The Montreal Port Authority (MPA) has completed its shore power project allowing vessels that dock at the port’s new cruise terminal to be powered by electricity.
This two-pronged project, the first green initiative of its kind in Quebec, is expected to reduce greenhouse gas (GHG) emissions by 2,800 tonnes per year, according to the port.
The project, which had a total cost of CAD 11 million, was rolled out in two phases. The first was shore power for wintering vessels and the second, for cruise ships. In 2016, the MPA developed four power supply stations at berths 25, 27, 29 and M2 for vessels that winter at the port.
Carried out in 2016 and 2017, these works led on July 29 to the successfully completed, first ever connection to Holland America Line’s cruise ship, the ms Veendam.
“Now completed, this shore power project will result in a significant reduction in greenhouse gas (GHG) emissions, offsetting virtually all the GHG emissions for which the MPA is responsible,” Sylvie Vachon, President and CEO of the MPA, said.
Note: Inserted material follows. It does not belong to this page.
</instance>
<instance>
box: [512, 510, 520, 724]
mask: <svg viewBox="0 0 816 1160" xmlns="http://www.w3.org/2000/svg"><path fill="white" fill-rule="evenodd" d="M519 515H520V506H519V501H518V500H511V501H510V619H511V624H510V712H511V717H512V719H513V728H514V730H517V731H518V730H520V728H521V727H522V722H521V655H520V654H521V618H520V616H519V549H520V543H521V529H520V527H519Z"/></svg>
As part of the rehabilitation of Alexandra Pier and the cruise terminal, the MPA had the necessary equipment installed to provide shore power for cruise ships, working with its technical partners.
To provide a sufficiently powerful power supply for cruise ships, Hydro-Québec installed a new 25 kV line to supply the new substation installed at the cruise terminal in 2016. For its part, Schneider Electric designed and built the equipment needed to install the electrical substation.